Weiter ins Kaffeezelt, draussen vor dem Saalbau. Hier steht die zweite Bühne, wo abwechselnd zur Bühne im Saalbau die Guggen auftreten. Plötzlich hält ein Wikinger der Reporterin sein gefährlich aussehendes Beil an die Kehle und brüllt: «Hast du wenigstens weisse Söckli an?» Obwohl sie verneint, lässt er noch einmal Gnade vor Recht ergehen. Der Wikinger ist in Triengen LU geboren und heisst Philipp. Er liebt die Fasnacht, weil man da «einfach eine Woche lang die Sau rauslassen kann. Egal, wer du bist, du kannst in alle Rollen schlüpfen».

Da kommt Gabi (50) an den Tisch und bringt ihm noch einen «Kafi Zwätschge». Gabi ist seit 14 Jahren Mitglied der «Schnägge Schränzer», und als solches muss sie im Zelt Getränke servieren.
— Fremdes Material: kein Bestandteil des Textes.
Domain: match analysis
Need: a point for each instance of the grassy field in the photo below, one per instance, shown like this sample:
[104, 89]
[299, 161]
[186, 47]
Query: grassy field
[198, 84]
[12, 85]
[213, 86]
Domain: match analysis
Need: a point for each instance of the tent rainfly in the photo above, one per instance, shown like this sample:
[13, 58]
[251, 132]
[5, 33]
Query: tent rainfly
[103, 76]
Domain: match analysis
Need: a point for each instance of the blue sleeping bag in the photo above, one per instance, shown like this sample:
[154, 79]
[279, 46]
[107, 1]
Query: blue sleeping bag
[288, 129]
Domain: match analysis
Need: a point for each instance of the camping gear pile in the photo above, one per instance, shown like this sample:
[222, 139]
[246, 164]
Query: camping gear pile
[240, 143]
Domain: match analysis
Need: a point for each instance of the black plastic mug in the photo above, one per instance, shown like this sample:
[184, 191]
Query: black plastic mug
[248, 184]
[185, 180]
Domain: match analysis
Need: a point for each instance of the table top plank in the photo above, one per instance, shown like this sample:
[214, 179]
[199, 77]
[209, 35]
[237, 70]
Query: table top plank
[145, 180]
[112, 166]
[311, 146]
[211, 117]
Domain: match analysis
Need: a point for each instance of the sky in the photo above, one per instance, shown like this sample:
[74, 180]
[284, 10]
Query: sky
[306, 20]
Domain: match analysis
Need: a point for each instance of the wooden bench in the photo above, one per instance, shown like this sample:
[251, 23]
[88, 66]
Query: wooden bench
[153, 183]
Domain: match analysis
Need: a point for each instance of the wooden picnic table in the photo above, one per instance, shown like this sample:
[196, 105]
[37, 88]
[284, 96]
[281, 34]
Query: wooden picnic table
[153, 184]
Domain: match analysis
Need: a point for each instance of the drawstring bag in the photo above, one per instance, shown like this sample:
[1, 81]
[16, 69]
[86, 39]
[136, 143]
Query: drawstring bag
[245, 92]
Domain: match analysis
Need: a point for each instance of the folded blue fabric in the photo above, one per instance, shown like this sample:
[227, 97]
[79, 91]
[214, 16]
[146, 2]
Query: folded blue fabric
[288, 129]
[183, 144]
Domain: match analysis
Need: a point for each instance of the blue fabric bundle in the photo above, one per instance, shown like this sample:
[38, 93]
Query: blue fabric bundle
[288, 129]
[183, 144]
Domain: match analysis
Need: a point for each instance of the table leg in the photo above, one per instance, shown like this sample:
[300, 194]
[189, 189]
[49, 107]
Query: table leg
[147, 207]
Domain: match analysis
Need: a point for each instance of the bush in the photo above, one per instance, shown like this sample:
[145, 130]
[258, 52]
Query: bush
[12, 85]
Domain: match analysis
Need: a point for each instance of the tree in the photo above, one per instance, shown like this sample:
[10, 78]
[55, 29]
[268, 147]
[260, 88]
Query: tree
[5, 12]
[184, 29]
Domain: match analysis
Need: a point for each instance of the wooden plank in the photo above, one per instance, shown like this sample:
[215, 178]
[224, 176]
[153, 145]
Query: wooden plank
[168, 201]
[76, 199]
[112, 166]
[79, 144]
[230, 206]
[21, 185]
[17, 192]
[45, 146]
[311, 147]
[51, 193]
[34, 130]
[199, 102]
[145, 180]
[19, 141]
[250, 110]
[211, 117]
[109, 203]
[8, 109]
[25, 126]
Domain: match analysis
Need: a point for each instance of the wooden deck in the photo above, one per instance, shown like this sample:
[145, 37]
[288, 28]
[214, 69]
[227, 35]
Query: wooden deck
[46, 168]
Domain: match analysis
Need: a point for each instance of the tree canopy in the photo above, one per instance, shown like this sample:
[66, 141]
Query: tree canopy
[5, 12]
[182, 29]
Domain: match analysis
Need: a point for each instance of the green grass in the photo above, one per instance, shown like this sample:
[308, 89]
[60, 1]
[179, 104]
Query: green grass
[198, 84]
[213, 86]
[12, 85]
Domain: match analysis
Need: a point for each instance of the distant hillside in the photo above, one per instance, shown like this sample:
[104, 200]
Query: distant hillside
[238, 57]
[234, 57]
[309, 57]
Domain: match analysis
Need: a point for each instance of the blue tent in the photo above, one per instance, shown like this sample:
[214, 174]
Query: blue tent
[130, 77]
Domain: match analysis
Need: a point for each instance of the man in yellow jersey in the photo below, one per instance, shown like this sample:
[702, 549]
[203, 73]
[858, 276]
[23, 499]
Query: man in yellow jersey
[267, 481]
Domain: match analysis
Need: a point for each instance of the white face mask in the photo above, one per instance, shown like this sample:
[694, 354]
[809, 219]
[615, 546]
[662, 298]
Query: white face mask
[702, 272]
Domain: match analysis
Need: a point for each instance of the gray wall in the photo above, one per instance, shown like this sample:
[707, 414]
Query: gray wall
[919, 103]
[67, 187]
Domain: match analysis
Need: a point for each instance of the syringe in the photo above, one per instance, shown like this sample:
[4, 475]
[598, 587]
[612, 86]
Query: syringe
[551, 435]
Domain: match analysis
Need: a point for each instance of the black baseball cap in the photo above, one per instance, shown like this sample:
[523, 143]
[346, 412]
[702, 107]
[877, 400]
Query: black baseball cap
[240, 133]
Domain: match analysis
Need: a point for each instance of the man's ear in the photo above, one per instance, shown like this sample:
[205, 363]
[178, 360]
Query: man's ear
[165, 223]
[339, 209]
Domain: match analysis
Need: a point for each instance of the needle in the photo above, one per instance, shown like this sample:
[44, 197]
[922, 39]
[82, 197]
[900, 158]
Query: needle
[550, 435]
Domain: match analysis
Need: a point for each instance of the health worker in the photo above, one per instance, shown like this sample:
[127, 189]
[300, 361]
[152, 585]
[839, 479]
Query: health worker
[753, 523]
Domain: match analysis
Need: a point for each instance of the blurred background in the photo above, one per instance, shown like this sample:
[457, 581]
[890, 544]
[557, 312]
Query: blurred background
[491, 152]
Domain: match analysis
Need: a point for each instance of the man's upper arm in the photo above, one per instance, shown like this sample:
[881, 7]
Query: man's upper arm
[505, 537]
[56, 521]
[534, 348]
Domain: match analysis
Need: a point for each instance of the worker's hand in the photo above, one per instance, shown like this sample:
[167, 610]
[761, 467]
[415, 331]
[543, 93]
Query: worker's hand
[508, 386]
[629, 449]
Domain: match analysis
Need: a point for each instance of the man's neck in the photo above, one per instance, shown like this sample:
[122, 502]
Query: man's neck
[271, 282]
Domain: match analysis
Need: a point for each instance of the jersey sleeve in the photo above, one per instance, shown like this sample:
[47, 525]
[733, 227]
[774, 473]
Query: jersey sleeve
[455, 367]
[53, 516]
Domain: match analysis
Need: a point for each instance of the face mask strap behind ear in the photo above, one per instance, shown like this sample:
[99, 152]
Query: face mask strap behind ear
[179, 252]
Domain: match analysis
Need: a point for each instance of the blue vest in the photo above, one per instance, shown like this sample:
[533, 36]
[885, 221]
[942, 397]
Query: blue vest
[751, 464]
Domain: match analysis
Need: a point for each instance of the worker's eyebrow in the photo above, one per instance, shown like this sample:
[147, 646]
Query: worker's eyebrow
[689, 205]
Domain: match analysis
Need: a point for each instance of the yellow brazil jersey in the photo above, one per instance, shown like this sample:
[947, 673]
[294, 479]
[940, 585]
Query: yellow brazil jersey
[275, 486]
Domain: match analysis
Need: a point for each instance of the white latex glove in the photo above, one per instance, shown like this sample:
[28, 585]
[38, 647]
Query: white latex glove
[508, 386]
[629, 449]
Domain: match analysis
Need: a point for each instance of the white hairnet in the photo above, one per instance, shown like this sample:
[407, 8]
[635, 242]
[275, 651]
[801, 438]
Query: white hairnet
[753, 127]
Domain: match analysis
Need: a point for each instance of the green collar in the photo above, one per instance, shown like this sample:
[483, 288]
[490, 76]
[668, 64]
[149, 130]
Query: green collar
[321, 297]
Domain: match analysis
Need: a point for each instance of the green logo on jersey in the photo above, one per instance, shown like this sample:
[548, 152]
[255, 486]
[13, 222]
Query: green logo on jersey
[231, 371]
Das Fest ist für die ganze Clique mit viel Arbeit verbunden.

Zum ersten Mal am Schnäggeball

Die Unterhaltung wird unterbrochen, weil der Auftritt der «Moräneschränzer Zetzwil» beginnt. Mit dabei auch Fabienne (19) und Daniela (26). Der Zusammenhalt und das Musizieren in der Gugge bedeutet ihnen viel. Und heute ist ein besonderer Auftritt, weil die Zetzbuer zum ersten Mal am «Schnäggeball» auftreten: «De Schnäggeball esch eifach legendär», meint Daniela. Und sie erklären, dass die Fasnacht auch eine erstklassige Partnerbörse ist: «Letztes Jahr habe ich zwei Guggenkollegen verkuppelt», verrät Daniela verschmitzt lächelnd. «Man ist halt einfach lockerer an der Fasnacht.»

Das kann Pierre (27) aus Langenthal bestätigen. Er hat an der Fasnacht seine Frau kennen gelernt. Mittlerweile sind sie acht Jahre zusammen und haben eine einjährige Tochter.